The story goes that Henry had wandered into their family estate as a toddler. Nobody knew where he had come from or how he had got there, but after months of fruitless searching, her father had asked one of the nannies to raise him as their own. As a result, they had grown up together behind the four walls of the Fruit Baron's Estate. She knew him so well and frustratingly she knew the converse to be true.

They were tutored together during the mornings and had spent most afternoons in each other's company, exploring the local countryside, swimming in the rivers, climbing up waterfalls, riding horses, and so it had terrified her the first time she had looked at him on a late afternoon visit to the nearby natural springwater pools and, instead of seeing Henry, her playmate, jostling with her in the water, in his place had seen a young man, with broadening shoulders, a mop of dark hair, suntanned bare-chested skin and a cheeky grin that lit up the approaching evening. And now, in much of his spare time, he worked for her father in the stables, learning a trade.

"Delilah, are you ok?"

"Uh, yeah, I guess. It's just, you scared me, Henry. I wasn't expecting to see you here. I thought you were...I thought you were..."

"One of ... them?" Henry finished the sentence for her, whilst gesturing up towards the gatehouse towers.

"Yes." She knew he wasn't going to like what she had to say next.

Henry looked at her. She wasn't a little girl anymore. She was becoming a young woman; a beautiful one at that. He gulped and looked away quickly, feeling the warming glow rising in his cheeks and hoping she hadn't noticed. He wasn't quite sure what to do next as regards their predicament. Delilah had cut back on her path so many times, and traversed so many river crossings that he felt lucky just to have kept up and retained her in his sights through it all. He had been so intent on making sure he didn't lose her, that he had lost track of where they were some miles back.

"Henry..." Delilah broke the awkward silence between them, "I need to go back up there and find out what is going on."

"I don't think that's a very good idea, Lilah. We don't know who those men are, and if the cars are anything to go by, then there are quite a few of them. It's unlikely that they are meeting for something as innocent as a game of cards. Those guards look like they mean business."

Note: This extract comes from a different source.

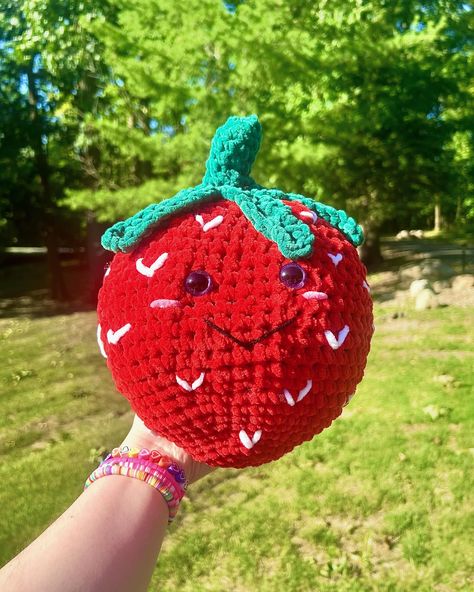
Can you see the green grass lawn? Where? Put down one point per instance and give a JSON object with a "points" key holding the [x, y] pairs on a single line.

But Delilah wouldn't listen and before Henry had a chance to do anything about it, she was in the saddle and pushing uphill through the copse headed up to the wall to the right of the gate towers. He had no option but to mount up himself and give chase. God, she was one stubborn woman, he thought. But a beautifully stubborn one, he smiled, somewhat annoyed at his ambivalent feelings.

He caught up with her just as she was dismounting alongside the length of the enclosure wall. They walked in silence alongside each other for a couple of minutes as they rounded the estate's perimeter.

They heard it at the same time. The voices were coming from just ahead of them, filtering through an open window from which also glowed a pale light. They let the horses loose whilst they crept up to the open window and crouched below the ledge.

The voices were audible but slightly muffled. Delilah and Henry could make out bits and pieces of the conversation. One person seemed to be leading the discussion ... A coup was being talked about... and the man clearly had a cohort of supporters in the room. His words were met with cheers and loud clapping and banging of glasses. The Pizza Baron's time had come... The people would see the light ...eventually. But there was no time...They had to take action now... This was the general message that they gleaned.

Delilah couldn't resist. She turned and slowly but surely rose to peer over the window ledge into the room. Barons! Lots of them! And at the head of the table.... her father.